NBN Users Opt for Medium-speed Internet Packages

Aussies connecting to the NBN are opting for medium-speed internet packages over faster internet packages, according to figures released by NBN Co.

As NBN coverage widens (NBN Co figures show that 130,759 premises had an active NBN service on December 31), users signing up are now choosing cheaper medium-speed packages over faster, more expensive packages.

The figures showed that 29% of end-users were connected to the 25/5 Mbps service (download/upload), up from 23% in the previous six months, while 42% of users signed up for the 12/1 Mbps service, down from 46%.

As for the faster 100/40 Mbps service, 23% of users had signed up, compared to 25% in the previous six months.

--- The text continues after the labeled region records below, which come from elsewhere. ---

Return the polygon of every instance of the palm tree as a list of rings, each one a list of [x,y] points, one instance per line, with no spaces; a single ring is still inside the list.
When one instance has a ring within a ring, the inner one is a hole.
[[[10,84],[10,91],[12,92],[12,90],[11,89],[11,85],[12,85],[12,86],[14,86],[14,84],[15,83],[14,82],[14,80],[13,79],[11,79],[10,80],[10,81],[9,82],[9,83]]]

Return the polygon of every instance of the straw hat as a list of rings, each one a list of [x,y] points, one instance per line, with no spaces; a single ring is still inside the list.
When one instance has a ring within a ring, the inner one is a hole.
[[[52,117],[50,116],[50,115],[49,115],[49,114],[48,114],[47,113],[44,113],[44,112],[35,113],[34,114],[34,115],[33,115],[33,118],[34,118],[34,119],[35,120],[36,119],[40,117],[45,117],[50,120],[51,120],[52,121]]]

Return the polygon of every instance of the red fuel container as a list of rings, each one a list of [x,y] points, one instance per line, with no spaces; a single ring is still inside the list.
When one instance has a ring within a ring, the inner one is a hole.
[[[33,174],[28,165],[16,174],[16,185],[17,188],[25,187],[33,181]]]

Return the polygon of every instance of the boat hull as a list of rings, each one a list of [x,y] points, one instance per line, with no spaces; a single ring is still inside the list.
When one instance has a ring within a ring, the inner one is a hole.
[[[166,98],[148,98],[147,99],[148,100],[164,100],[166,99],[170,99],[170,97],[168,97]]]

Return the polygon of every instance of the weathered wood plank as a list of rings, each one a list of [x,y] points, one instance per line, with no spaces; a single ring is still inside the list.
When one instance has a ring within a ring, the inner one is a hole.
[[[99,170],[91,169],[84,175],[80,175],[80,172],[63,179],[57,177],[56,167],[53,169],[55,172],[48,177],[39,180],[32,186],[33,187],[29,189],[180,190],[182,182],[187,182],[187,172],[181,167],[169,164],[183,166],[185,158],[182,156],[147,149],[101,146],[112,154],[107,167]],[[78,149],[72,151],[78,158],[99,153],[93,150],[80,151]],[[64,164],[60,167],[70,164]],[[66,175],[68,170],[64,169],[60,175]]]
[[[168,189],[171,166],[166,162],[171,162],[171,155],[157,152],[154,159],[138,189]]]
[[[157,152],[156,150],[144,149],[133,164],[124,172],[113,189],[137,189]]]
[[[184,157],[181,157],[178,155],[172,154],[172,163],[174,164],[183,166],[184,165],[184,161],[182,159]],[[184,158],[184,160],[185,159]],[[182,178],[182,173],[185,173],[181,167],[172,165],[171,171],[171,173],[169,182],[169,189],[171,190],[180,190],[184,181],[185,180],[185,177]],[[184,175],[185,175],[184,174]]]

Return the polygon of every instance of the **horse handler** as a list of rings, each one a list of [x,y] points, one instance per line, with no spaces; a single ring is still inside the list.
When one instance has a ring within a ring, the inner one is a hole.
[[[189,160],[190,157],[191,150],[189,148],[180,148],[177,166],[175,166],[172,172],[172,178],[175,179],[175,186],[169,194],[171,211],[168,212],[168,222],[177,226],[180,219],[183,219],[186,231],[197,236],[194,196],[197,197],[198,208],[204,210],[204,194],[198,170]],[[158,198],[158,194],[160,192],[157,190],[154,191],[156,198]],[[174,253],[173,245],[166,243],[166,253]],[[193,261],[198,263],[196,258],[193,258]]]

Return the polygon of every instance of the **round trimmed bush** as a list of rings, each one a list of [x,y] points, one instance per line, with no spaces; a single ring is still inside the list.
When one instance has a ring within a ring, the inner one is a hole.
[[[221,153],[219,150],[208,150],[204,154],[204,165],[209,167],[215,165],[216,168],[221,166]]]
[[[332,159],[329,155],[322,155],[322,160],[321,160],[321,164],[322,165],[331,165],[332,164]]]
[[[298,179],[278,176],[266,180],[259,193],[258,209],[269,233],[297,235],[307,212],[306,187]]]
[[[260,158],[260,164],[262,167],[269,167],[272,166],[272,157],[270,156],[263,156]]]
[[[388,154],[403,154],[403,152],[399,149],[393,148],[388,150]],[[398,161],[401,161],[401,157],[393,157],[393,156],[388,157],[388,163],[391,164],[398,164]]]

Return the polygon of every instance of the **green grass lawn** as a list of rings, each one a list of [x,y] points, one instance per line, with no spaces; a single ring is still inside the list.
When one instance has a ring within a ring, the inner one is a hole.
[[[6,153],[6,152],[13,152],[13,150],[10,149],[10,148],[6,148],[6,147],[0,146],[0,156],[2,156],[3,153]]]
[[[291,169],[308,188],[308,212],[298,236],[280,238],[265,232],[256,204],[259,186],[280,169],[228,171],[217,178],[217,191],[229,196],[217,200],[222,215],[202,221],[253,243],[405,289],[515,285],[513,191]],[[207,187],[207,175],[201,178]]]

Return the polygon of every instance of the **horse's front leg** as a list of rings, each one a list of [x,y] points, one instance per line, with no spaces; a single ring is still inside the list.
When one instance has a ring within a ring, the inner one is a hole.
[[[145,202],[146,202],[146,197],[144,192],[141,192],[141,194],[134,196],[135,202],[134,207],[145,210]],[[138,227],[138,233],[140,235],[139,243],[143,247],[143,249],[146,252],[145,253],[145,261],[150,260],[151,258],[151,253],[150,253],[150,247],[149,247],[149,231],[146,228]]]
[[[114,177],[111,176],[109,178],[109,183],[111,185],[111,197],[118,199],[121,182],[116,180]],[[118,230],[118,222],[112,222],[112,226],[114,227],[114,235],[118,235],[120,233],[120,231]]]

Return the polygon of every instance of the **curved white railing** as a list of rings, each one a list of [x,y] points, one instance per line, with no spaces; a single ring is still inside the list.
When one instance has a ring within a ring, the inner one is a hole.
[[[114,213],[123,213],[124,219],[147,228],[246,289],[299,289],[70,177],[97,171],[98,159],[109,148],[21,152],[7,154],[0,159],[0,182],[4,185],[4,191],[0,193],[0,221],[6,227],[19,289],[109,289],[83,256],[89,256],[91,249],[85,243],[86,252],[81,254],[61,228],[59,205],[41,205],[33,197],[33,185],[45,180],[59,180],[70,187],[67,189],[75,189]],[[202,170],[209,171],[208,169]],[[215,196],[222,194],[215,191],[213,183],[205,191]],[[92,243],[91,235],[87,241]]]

According to John Simon, head of product and sales at NBN Co, the company was not concerned about the drop in the demand for the faster 100 Mbps service.

“It is still early days,” Simon said. “The early adopters who signed up to the network would have bought the 100/40 Mbps service but there’s a rebalancing as the network passes more homes, which is why we’re seeing the 12/1 Mbps volume coming down and people are shifting to the higher 25/5 Mbps speeds.”

Steve Dalby, chief regulatory officer at iiNet said iiNet had a higher representation of 100-40Mbps users compared to NBN Co figures.

“We have more early adopters that Telstra, which is the other main company that is connecting customers to the NBN,” Dalby said.

Dalby also said that the figures provided by NBN Co don’t demonstrate the demands of end-users, pointing to the needs of small businesses – which generally need higher upload speeds more than higher download speeds – as an example.

“To do absolute numbers is almost meaningless because small businesses are not interested in the download bandwidth – what they’re buying is the 40 Mbps upload,” Dalby said.

Dalby used this argument to explain why providers should be allowed to design their own plans, and shouldn’t be restricted to the wholesale plans NBN Co currently offers.

“NBN Co can only see one thing: people downloading songs,” Dalby said.

“Let us make the call on what the product looks like. Give us wholesale access and we’ll build a product in line with the market. NBN Co doesn’t connect with retail users so for them to design the product is just dopey.”

Dalby had elaborated on this point at an NBN Senate Estimates hearing in Perth in January, when he likened NBN Co to an orange farmer who only allowed his oranges to be used for juice.

“We might want to make marmalade,” Dalby said.

“Why does NBN Co care what our products look like at the retail level? They shouldn’t. They should just supply the raw feed and let us succeed and fail on our own merits – knowing our customers and market.”